Читать книгу "Балканский рубеж - Иван Наумов"
Шрифт:
Интервал:
Закладка:
Совсем немного не долетев до береговой черты канадского острова Ньюфаундленд, большая белая птица легла в вираж и по широкой дуге ушла на северо-восток.
Кубань, территория под контролем Вооруженных Сил Юга России
Март 1920 года
Сопроводительное письмо из канцелярии Деникина, добытое для Келлеров Тригоровым, предписывало оказывать предъявителю максимальное содействие для скорейшей доставки ценного груза в порт Новороссийска и далее – на борт любого судна, следующего к проливам.
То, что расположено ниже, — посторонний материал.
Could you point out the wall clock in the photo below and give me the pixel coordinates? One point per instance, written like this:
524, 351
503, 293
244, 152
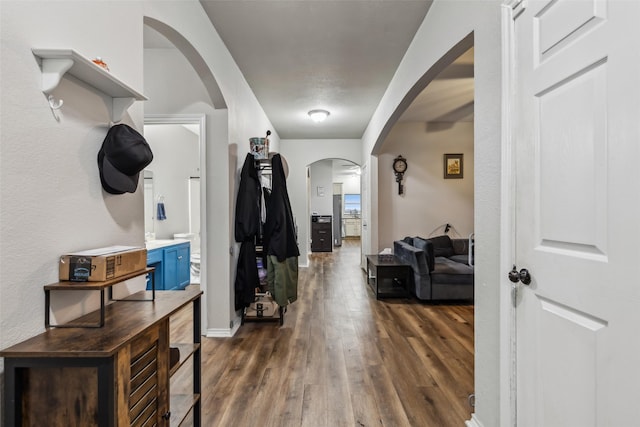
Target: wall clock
400, 167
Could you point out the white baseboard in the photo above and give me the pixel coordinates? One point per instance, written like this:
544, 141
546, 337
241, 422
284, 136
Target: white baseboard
224, 332
473, 422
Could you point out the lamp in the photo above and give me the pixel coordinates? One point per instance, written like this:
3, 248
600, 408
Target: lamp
318, 115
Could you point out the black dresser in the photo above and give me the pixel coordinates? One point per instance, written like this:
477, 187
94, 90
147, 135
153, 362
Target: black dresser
321, 234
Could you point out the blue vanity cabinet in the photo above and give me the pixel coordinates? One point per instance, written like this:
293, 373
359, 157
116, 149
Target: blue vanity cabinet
172, 263
154, 259
176, 266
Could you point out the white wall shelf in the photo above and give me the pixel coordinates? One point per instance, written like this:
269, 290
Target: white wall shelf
57, 62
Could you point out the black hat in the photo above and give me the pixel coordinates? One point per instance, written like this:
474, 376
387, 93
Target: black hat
123, 155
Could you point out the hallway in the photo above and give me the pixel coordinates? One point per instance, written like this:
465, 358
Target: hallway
342, 358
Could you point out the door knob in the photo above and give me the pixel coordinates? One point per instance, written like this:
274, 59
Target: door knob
520, 276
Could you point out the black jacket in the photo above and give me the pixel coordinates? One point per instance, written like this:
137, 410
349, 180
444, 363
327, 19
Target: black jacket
279, 230
246, 229
248, 202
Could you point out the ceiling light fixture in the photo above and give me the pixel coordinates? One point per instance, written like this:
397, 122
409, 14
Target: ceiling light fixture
318, 115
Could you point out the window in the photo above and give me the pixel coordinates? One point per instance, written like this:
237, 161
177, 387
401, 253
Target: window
352, 204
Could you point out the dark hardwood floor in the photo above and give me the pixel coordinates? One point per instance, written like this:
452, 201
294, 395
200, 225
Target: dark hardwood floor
343, 358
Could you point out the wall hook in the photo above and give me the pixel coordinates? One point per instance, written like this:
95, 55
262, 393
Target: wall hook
55, 104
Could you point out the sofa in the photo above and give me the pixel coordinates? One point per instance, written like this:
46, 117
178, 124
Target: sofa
442, 267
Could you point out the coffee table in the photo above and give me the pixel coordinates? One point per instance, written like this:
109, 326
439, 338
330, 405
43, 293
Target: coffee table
388, 276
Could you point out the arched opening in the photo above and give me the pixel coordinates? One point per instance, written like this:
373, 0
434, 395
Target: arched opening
183, 95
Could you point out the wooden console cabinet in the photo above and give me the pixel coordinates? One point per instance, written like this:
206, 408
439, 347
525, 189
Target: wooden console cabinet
116, 375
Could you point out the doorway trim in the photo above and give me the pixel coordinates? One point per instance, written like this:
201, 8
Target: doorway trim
511, 9
200, 121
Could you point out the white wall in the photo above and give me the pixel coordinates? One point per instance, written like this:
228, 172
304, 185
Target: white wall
446, 24
321, 182
176, 158
300, 153
429, 201
50, 193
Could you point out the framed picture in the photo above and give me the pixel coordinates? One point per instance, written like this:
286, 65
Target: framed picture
453, 166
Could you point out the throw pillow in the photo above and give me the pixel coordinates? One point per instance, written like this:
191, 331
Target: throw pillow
442, 246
Наличие столь весомой бумаги позволяло надеяться, что путешествие пройдет без излишних задержек, несмотря на военное время.
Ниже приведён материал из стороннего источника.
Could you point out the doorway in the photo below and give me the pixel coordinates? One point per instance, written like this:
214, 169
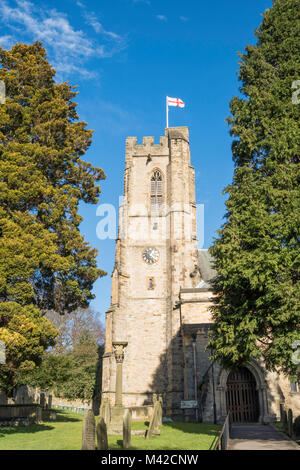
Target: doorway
242, 397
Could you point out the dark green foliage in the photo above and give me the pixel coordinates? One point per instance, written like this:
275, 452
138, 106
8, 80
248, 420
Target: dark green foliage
45, 263
257, 256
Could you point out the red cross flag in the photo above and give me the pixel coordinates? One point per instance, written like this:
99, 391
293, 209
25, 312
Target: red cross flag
173, 102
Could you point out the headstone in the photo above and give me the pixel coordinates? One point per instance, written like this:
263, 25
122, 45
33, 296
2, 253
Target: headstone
88, 431
290, 423
155, 423
161, 405
284, 420
101, 431
281, 408
105, 410
127, 429
42, 400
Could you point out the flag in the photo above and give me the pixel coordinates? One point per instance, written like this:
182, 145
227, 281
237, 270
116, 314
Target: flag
175, 102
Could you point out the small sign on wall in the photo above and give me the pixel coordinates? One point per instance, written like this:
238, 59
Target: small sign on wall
188, 404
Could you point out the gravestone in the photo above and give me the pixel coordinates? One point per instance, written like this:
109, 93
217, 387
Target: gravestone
154, 427
50, 401
105, 410
290, 423
101, 431
284, 420
281, 407
88, 431
42, 400
127, 429
160, 412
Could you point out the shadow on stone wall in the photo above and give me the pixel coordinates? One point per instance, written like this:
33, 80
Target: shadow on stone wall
96, 401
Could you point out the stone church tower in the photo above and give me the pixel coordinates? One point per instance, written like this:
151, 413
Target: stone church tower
156, 252
158, 323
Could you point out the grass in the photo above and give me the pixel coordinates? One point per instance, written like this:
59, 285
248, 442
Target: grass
65, 434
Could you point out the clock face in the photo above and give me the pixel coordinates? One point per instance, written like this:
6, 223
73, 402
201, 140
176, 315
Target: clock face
150, 255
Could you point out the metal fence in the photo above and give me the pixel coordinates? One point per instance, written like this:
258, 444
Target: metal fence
222, 441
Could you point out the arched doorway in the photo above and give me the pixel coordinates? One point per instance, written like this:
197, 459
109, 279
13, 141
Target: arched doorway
242, 397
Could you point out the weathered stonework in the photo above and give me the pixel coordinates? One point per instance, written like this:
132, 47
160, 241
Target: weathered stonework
166, 323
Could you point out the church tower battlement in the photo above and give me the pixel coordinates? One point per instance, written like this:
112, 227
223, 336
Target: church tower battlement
156, 253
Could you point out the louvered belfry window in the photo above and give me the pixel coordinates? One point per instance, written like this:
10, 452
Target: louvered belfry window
156, 191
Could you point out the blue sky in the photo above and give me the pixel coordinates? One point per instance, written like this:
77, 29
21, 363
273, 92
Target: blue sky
126, 56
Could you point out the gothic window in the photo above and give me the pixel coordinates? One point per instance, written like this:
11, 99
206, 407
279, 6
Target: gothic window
156, 191
150, 282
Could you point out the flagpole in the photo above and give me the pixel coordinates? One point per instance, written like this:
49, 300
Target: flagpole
167, 112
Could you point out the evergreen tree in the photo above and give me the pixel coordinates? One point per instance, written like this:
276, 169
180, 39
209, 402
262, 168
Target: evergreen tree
45, 263
257, 255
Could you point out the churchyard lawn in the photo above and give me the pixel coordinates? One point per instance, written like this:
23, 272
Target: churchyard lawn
65, 434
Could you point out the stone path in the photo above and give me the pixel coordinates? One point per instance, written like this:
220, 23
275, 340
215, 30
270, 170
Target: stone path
259, 437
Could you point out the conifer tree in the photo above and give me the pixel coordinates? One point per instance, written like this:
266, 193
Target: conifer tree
257, 256
45, 263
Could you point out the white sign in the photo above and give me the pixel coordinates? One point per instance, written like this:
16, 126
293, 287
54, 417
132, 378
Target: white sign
188, 404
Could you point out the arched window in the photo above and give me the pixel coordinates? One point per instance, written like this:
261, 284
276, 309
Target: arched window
156, 191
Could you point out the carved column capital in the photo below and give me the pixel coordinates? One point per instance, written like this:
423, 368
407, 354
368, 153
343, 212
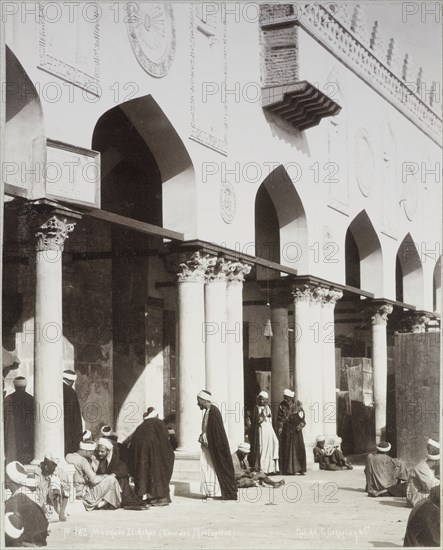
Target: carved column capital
414, 322
194, 269
217, 269
379, 313
309, 293
53, 234
332, 297
237, 271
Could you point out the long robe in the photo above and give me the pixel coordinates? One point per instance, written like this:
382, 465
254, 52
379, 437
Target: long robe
34, 520
291, 419
151, 459
423, 528
91, 487
421, 480
264, 443
218, 447
383, 472
19, 416
72, 419
119, 468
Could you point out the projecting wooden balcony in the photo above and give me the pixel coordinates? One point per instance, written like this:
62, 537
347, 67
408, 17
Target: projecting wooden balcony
300, 104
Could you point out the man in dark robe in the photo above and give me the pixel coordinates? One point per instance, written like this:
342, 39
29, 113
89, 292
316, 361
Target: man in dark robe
151, 460
384, 475
72, 415
34, 522
110, 463
423, 527
290, 423
217, 469
19, 411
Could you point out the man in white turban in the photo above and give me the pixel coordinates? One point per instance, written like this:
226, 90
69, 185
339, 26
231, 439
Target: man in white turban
384, 474
264, 442
217, 470
426, 475
247, 476
96, 491
19, 426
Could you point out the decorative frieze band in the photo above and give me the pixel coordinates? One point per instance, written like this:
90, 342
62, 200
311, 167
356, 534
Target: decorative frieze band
326, 296
53, 234
207, 268
379, 313
325, 27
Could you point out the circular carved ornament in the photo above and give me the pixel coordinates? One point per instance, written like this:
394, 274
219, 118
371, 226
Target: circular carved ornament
410, 203
227, 202
152, 36
364, 162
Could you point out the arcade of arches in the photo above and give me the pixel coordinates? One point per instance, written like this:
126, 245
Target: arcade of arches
147, 318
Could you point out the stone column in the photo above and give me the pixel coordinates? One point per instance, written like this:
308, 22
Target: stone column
48, 338
213, 332
328, 361
191, 351
234, 341
279, 349
380, 366
308, 359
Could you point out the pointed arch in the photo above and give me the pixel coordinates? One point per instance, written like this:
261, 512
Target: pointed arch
409, 273
281, 233
364, 259
147, 172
Два дня пришлось провести на екатеринодарском вокзале в ожидании формирования железнодорожного состава. Город не был родным ни для Келлеров, ни для Маевского. Не с кем было прощаться, некому провожать. Арсений Андреевич, Софья Николаевна и Владимир расположились в одном из служебных помещений, любезно предоставленных начальником станции, – разумеется, после прочтения письма.
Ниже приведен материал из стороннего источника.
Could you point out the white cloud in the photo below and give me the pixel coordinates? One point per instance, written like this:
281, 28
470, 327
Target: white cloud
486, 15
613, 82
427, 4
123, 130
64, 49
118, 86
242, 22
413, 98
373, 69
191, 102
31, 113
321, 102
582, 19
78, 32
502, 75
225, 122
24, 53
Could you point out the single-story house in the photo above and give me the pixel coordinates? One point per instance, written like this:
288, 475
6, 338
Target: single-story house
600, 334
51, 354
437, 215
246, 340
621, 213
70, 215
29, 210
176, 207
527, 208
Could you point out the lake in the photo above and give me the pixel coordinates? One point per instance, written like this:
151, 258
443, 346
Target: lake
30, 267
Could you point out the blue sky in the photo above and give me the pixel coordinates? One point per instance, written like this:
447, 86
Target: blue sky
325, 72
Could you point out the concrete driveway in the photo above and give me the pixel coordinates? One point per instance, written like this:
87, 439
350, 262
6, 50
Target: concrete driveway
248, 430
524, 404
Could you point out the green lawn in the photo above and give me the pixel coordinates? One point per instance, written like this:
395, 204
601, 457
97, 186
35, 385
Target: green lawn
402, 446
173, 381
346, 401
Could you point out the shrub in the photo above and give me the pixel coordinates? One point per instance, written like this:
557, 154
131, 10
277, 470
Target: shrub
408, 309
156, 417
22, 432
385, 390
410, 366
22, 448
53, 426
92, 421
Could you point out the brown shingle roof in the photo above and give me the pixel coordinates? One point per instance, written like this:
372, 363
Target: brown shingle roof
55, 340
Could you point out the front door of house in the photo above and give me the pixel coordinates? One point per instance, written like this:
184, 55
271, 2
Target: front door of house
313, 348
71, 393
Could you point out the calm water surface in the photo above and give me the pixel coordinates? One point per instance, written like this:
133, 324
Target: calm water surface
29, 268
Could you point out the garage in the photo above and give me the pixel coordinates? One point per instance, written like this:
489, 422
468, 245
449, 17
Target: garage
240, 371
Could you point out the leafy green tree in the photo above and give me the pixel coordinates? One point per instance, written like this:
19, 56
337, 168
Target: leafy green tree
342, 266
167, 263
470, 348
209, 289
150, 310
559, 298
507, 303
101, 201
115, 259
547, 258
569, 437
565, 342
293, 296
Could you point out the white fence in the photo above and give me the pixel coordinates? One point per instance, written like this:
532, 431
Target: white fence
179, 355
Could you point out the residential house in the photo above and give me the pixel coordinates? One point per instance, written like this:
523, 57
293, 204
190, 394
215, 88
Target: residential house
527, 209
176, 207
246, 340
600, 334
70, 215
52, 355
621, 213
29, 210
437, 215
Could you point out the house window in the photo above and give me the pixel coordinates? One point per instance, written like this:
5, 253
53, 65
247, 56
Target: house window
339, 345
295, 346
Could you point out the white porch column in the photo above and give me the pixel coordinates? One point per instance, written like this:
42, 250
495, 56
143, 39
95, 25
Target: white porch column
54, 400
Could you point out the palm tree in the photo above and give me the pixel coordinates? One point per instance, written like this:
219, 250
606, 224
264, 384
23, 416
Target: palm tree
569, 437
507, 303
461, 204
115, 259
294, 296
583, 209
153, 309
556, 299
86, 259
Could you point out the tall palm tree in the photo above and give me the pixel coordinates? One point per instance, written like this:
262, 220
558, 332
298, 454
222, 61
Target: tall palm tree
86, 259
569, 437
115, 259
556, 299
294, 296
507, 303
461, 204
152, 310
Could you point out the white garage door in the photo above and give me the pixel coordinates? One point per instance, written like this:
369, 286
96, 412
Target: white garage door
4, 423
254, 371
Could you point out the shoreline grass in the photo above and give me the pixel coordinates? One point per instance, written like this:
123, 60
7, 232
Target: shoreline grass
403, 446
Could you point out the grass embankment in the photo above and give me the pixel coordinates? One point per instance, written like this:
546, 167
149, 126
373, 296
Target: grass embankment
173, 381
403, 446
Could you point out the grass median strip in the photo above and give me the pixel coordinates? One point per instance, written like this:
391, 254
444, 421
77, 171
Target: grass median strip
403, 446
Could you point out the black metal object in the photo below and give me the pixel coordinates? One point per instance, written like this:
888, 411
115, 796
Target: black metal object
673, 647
Маевский украдкой рассматривал вдову Келлера и ее сына. Со стороны они втроем вполне выглядели как обычная семья: немолодые родители и подросток. Ротмистр закрывал глаза и пытался представить себе, что с ним не посторонние ему люди, а Лидочка и Андрюша, и как хорошо было бы ждать с ними поезда, болтать о пустяках, беспокоиться, не забыли ли дома какую-нибудь безделицу. Но не было рядом Лидии и Андрея. И нигде не было дома.
Мысли о том, как и что будет, чем закончится бесконечная война и случится ли когда-нибудь вообще мирная жизнь, постепенно заполняли, поглощали Маевского. Так уже случилось с ним однажды – в последние дни в госпитале, где вместо радости постепенного исцеления его довела до бессонницы тревога. Всеобъемлющее, высасывающее беспокойство – за близких, за боевых друзей, за состояние фронта, за судьбы страны и мира, и не нашлось ни одной точки опоры, за которую можно было бы зацепиться и выстоять.
Поезд пришел как избавление. Перронная суета, беспардонные грузчики, давка на посадке – каждый штрих казался важным, составляющей частью выполнения поставленной задачи. Маевский не сразу понял, как он благодарен Тригорову за порученное мероприятие, за спасение от бездействия.
Скрежетнула сцепка, вагон тронулся рывком. За пыльными стеклами поплыли сначала пыльные задворки, пыльное предместье, потом пыльная степь.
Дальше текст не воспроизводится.